Julia Ortner

Kommentar

Julia Ortner

Tratsch ist Macht

Politik / 13.12.2022 • 06:29 Uhr

Eine Ex-Bundestagsabgeordnete, ein Prinz, hohe Ex-Offiziere und ein TV-Koch gegen den Staat. Ihr Ziel soll der politische Umsturz in Deutschland und die Machtübernahme gewesen sein. Bevor sie diese Idee umsetzen konnten, wurden sie vergangene Woche bei koordinierten Razzien in Deutschland und Österreich festgenommen. Die Berichterstattung über diese Reichsbürger – solche Gruppen stellen sich offen gegen den Staat oder leugnen gar dessen Existenz – ist von höchster Relevanz. Aber offensichtlich müssen medial noch zusätzliche Details verbreitet werden, um die Geschichte interessanter zu gestalten. Also berichten viele Medien über den involvierten prominenten Koch als Schwiegervater eines berühmten Sportlers.

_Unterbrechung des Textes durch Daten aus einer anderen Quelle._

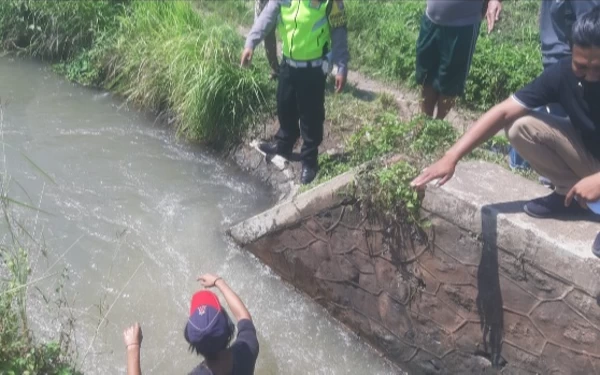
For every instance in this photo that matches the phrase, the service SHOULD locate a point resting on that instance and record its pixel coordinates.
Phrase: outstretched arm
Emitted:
(486, 127)
(339, 42)
(132, 337)
(237, 307)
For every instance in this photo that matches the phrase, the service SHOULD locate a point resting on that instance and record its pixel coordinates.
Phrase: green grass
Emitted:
(168, 57)
(383, 35)
(21, 353)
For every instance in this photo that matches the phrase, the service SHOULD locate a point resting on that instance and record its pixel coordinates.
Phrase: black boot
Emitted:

Der Sportler wird öfter mit Namen genannt, was ich an dieser Stelle bewusst nicht tun möchte, es gibt zum aktuellen Zeitpunkt keinerlei Grund dafür. Wer allerdings die vergangenen Tage nicht im tiefen Wald verbracht hat, konnte der Namensnennung auf Social Media oder in zahlreichen klassischen Medien nicht entgehen. Doch was hat der Schwiegersohn mit den Vorwürfen gegen seinen Schwiegervater zu tun? Nichts. Sein Name hat keine inhaltliche Relevanz und dient nur dem menschlichen Bedürfnis nach Tratsch und Zuordnung – „die Tochter von“, „der Bruder von“, solche Verortungen sind durchaus beliebt, um andere Menschen einzuordnen.
Tratsch ist Macht. Es geht dabei um die Freude an der kleinen oder großen Sensation im Leben anderer. Doch der Respekt vor der Intimsphäre jener, die selbst nicht in eine Affäre involviert sind (Verwandte, Partnerin, Partner), existiert medial nicht mehr in der gebotenen Form; und auch die Achtsamkeit im Umgang mit der Frage nach dem realen öffentlichen Interesse mancher Veröffentlichungen lässt zu wünschen übrig. Die Social-Media-Plattformen haben mit ihrer Beschleunigung zur weiteren Enthemmung beigetragen, sie sind allerdings nicht die alleinige Ursache der Entwicklung.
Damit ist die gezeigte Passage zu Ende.